From the 10th floor of the ICICI Bank building in the Bandra-Kurla Complex in Mumbai, the bank’s managing director and chief executive officer K.V. Kamath can a large expanse of urban India the target set for the bank to borrow from and lend to. But, when we met him recently, Kamath was looking beyond, at tracts of India that have been less visible, even invisible, in the Indian banking story.
If consumer credit was the growth vehicle for banks in the last decade, rural lending will be going forward, he maintains. In the last four years, the bank’s rural portfolio has increased from Rs 6,000 crore to Rs 16,000 crore, and it’s looking to increase it to Rs 30,000 crore. In a wide-ranging interview to Clifford Alvares and Gautam Chikermane, Kamath explains what the bank is doing to make this work.

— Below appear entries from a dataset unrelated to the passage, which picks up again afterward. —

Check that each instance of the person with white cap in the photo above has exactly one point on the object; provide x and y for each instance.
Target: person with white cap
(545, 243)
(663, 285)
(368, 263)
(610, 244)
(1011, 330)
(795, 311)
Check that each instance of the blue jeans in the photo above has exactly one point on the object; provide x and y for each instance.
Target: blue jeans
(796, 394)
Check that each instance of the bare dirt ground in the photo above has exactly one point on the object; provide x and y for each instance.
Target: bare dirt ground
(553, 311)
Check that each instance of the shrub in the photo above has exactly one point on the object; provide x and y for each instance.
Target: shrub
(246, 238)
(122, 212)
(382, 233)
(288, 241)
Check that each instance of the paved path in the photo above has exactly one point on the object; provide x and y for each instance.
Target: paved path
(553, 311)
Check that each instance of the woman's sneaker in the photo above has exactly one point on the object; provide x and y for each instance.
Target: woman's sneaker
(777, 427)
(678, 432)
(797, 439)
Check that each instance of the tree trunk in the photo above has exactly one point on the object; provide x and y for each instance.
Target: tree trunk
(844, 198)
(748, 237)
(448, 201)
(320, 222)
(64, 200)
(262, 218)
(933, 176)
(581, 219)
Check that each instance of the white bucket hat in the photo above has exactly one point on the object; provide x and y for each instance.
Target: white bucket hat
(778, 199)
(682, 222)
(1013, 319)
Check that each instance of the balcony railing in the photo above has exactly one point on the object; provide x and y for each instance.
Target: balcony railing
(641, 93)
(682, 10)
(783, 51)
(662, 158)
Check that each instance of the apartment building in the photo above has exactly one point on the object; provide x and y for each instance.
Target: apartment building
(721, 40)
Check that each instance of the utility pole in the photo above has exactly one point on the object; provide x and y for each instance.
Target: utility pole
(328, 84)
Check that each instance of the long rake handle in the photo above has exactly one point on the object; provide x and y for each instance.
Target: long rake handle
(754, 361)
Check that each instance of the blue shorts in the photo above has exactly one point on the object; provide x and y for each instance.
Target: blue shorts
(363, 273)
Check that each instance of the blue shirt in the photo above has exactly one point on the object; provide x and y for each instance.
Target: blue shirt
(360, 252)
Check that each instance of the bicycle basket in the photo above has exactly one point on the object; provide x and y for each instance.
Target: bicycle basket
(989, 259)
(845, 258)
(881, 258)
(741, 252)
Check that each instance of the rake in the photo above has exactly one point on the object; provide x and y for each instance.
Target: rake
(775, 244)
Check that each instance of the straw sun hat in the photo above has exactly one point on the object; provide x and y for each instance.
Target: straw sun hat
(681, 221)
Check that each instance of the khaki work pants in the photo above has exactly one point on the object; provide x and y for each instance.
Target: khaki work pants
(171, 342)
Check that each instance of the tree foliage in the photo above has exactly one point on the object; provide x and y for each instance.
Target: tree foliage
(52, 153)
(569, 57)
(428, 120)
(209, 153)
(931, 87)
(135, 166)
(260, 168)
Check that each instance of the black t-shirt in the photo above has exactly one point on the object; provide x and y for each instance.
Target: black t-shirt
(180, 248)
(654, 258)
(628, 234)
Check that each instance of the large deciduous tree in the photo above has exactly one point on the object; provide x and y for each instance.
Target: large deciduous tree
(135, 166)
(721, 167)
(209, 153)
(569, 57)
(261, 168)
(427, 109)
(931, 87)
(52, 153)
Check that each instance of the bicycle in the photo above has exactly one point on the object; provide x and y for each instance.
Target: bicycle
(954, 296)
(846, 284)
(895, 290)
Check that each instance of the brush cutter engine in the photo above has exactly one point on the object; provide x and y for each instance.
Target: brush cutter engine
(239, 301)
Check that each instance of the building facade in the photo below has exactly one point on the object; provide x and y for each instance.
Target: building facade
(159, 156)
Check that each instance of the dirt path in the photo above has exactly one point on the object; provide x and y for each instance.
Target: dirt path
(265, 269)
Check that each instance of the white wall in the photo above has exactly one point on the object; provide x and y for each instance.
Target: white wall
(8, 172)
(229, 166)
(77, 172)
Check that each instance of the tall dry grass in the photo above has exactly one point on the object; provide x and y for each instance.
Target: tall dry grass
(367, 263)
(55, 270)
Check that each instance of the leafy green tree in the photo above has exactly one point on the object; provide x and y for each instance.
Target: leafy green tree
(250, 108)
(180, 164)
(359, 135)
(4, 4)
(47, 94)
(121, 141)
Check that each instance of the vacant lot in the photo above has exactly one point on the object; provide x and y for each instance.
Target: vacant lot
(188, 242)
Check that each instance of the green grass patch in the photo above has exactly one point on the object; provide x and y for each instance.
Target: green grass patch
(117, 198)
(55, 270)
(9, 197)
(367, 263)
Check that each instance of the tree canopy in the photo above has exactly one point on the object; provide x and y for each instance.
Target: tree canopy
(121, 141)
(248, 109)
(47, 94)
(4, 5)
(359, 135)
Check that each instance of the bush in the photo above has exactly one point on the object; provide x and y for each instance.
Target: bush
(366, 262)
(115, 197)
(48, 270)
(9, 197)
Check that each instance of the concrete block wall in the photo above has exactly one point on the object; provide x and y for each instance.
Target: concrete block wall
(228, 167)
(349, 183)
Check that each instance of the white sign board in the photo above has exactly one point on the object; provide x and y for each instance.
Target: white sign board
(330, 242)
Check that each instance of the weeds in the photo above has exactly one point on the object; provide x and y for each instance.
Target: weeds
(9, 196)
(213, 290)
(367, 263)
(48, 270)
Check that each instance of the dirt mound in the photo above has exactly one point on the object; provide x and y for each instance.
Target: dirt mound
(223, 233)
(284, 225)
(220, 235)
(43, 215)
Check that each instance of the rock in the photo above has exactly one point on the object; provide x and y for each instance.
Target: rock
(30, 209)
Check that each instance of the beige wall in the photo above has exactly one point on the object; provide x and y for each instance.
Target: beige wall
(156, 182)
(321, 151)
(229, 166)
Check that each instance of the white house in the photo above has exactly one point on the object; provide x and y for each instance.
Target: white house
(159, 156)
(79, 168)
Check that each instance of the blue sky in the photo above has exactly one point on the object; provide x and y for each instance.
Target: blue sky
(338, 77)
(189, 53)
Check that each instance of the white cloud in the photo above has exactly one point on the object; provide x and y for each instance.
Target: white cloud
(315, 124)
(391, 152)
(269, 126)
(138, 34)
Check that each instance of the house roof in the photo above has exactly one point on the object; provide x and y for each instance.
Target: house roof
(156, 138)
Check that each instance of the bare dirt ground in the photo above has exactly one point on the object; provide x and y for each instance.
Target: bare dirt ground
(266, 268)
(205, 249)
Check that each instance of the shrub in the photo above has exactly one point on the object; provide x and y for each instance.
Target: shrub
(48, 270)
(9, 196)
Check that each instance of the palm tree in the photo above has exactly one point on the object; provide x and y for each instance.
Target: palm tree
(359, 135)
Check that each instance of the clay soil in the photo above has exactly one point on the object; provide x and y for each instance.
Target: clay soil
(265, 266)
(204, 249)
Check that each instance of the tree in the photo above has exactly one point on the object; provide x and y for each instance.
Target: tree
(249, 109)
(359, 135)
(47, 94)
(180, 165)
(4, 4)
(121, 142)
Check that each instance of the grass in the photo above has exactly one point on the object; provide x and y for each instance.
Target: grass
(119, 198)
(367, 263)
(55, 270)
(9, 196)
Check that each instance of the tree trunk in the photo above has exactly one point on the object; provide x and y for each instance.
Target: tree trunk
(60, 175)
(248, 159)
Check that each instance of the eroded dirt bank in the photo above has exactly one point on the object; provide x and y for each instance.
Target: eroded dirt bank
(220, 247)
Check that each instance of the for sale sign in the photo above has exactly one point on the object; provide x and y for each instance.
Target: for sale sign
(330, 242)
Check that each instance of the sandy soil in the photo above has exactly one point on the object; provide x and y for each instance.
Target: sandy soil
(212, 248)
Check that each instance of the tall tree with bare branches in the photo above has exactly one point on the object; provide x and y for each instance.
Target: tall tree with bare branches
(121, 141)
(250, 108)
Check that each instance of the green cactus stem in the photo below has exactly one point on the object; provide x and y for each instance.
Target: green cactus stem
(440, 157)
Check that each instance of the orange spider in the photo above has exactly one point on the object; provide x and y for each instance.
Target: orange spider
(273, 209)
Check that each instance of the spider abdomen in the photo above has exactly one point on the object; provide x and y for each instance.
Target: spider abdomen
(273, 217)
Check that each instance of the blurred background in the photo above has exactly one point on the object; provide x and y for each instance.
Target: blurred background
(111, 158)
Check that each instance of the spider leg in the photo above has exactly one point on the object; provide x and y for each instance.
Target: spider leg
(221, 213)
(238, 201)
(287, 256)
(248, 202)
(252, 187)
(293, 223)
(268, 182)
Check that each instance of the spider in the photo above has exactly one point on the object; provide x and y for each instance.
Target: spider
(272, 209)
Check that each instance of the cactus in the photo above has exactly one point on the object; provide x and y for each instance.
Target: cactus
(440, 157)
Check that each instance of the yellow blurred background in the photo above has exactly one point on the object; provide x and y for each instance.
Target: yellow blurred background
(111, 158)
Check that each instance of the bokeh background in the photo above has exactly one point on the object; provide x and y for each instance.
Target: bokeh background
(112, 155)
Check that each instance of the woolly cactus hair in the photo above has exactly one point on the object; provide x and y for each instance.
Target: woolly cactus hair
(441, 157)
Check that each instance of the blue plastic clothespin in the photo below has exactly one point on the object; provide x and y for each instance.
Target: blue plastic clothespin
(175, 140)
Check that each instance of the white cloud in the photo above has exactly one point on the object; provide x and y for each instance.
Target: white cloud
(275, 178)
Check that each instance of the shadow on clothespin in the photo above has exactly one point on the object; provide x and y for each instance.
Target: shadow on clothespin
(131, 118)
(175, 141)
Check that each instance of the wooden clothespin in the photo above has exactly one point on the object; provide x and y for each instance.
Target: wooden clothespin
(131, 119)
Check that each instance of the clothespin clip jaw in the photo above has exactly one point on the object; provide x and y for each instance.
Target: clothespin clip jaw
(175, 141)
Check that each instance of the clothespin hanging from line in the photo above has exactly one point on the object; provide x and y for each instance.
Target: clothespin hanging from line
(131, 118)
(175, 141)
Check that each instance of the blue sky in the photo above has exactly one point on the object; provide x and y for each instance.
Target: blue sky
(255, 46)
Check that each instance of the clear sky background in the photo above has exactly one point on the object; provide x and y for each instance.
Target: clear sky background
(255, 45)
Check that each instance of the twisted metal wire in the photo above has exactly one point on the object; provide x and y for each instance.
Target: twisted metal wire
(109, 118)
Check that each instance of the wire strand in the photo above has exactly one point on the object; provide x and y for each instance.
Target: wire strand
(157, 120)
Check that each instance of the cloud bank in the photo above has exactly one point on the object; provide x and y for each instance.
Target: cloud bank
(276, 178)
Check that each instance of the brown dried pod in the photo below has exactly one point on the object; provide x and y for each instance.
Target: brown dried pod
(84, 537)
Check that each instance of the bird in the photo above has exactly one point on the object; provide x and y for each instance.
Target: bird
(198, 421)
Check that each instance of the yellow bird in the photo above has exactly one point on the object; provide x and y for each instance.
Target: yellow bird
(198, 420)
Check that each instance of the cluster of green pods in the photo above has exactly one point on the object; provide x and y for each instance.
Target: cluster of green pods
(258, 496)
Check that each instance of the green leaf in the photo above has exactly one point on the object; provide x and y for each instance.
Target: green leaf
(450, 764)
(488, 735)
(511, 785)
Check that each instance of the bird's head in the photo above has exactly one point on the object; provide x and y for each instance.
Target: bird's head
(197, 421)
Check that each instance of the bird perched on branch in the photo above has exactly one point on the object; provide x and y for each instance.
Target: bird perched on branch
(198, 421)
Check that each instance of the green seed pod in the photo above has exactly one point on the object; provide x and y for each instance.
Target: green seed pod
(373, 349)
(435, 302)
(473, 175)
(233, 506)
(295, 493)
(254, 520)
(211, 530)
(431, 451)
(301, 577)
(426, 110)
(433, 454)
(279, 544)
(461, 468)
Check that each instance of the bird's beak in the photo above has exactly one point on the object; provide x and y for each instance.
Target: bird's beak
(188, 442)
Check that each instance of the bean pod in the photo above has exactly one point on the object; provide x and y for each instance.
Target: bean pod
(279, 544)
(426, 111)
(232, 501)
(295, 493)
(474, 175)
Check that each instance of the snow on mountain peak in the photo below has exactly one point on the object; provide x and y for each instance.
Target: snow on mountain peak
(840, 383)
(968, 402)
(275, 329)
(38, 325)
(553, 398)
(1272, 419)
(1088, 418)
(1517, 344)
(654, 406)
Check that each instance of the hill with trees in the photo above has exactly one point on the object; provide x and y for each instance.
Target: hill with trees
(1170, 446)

The India story has suddenly taken off.
The signs were there. Till about 2000, corporate growth was tepid. The knowledge revolution started in 1994-95, but people were sceptical. Still, you could see the momentum building up. From then till about 2000, corporate India grew at 5-6 per cent a year and it restructured. We didn’t know how things would turn out.
That’s why you focused on retail.
That’s when we said we need to change direction and have something to keep us going for the next two years. We saw consumer credit as the opportunity that would give us the momentum. Initially, our consumer credit grew at 50 per cent compounded on a small base. We’ve grown bigger, but our businesses are still growing 35-45 per cent.